Thursday, September 22, 2016

Mini-Paint: Imperator Furiosa

Imperator Furiosa

Here's another Mini-Paint, this time of Furiosa from "Mad Max: Fury Road".  "Fury Road" was a visual spectacle and a fun, action movie (OK, I know it's a two hour car chase, but it's still cool to look at).  Since everyone and their sibling on the Internetz has done a drawing or painting of Furiosa, this is my "Everyone else is doing it, why can't I?" moment.  :-)

Here's the palette I used:  Titanium White, Zinc White, Alizarin Crimson, Cadmium Red Deep, Terra Rosa, Cadmium Yellow, Naples Yellow, Yellow Ochre, Raw Umber, Burnt Umber,  Burnt Sienna, Ultramarine Blue, Anthraquinone Blue, Dioxazine Purple, Paynes Gray, and Lamp Black.

Total painting time was about 7 hours for this one.  Lots and lots of corrections and repainting.

* * *

STEP ONE:  On a 6" x 8" piece of gray gessoed hardboard, I vaguely laid out the colors and shapes using a #10 flat brush for the first 90 minutes or so.  At this point, there are a lot of things wrong with the painting: the eyes are too high on the head, the nose is crooked, etc.
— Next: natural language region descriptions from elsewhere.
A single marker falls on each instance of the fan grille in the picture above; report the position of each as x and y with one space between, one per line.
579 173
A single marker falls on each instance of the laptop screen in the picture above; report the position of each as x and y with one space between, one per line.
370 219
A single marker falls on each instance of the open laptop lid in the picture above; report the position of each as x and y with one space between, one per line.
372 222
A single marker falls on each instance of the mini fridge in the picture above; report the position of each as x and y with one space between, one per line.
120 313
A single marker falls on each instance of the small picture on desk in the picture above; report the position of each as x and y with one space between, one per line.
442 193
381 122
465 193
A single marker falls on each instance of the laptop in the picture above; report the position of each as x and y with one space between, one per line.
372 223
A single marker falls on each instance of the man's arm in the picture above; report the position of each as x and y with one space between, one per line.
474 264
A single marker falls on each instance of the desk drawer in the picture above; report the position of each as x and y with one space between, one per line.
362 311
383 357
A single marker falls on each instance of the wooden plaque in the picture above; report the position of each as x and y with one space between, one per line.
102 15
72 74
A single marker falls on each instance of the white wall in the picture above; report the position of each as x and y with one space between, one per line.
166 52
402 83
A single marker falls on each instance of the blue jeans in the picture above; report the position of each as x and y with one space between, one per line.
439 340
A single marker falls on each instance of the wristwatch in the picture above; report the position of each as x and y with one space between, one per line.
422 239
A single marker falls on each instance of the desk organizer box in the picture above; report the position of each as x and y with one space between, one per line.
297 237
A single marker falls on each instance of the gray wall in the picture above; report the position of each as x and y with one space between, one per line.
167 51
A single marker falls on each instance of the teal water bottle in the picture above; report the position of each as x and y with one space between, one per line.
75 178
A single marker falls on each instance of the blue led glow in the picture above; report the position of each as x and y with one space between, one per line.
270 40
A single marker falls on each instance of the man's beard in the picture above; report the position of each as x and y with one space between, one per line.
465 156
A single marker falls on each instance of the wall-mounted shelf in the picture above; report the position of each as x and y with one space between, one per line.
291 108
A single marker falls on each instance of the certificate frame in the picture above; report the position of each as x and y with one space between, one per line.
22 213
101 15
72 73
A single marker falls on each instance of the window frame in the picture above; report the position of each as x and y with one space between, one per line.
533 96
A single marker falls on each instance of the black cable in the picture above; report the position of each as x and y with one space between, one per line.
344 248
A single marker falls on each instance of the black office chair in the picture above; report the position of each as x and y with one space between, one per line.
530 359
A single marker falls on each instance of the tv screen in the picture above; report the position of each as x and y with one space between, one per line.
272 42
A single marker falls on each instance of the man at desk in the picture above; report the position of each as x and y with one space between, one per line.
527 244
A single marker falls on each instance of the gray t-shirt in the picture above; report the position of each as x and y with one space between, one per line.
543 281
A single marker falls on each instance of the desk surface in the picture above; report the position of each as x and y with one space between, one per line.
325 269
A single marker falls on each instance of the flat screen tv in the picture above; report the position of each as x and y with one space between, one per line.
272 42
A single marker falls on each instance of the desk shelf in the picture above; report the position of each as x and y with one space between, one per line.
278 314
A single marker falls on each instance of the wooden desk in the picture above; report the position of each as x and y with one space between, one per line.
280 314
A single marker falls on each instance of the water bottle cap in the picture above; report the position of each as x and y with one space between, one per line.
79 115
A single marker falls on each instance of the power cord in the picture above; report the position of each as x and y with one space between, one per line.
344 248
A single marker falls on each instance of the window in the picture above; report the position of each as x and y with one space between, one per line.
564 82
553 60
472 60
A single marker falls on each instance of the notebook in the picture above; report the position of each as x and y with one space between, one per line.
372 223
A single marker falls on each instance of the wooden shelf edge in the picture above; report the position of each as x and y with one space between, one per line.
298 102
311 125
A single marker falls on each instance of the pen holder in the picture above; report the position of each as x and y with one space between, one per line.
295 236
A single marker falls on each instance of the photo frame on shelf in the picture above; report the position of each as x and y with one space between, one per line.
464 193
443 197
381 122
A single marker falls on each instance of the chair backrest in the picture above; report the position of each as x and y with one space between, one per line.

Ugh, kind of embarrassing at this point, and I was half-tempted to pretend it didn't exist.  But, everyone's paintings and drawings go through that awkward phase where everything is gangling, out of proportion, and awkward looking.  Y'know, puberty.  Better to show the awkward phase and how it can be overcome, rather than pretend that everything turns out just the way you planned from the beginning, IMHO.

* * *

STEP TWO:  I thought I was finished with the painting, even signing my name.  However, something about the right-eye bothered me.  And, the more I looked at it, the more it bothered me.  It looked a little lower than it should.  At first I was tempted just to fix it in Photoshop--move it up a little and cover my tracks, as I **FINALLY** got the eye to look vaguely right after an hour or so of frustrated noodling around, and it would probably be a lot of work to fix it.  But, it felt like Photoshop would be taking the easy way out.  So, back to the easel to fix it.

* * *

STEP THREE:  I think this is a pretty good illustration about how much of a different an 1/8" (or, about 2mm) give-or-take can make in the way a painting turns out.  After repainting the eye, I think it improved the likeness substantially.  Of course, it's still not perfect and there are plenty of other things which could also be fixed, but one victory at a time.  (If you click on the picture, it should launch the picture viewer/Lightbox and let you toggle back and forth between the two paintings to see just how much of a difference it makes.)

So, kids, I think the lesson here is never be afraid to fix something which is wrong--even if it seems like a pain in the butt and/or covers a part of your work which you kinda-sorta like.  You did it once, theoretically you can do it again.

* * *

This was done with acrylic paint on 6" x 8" gessoed hardboard.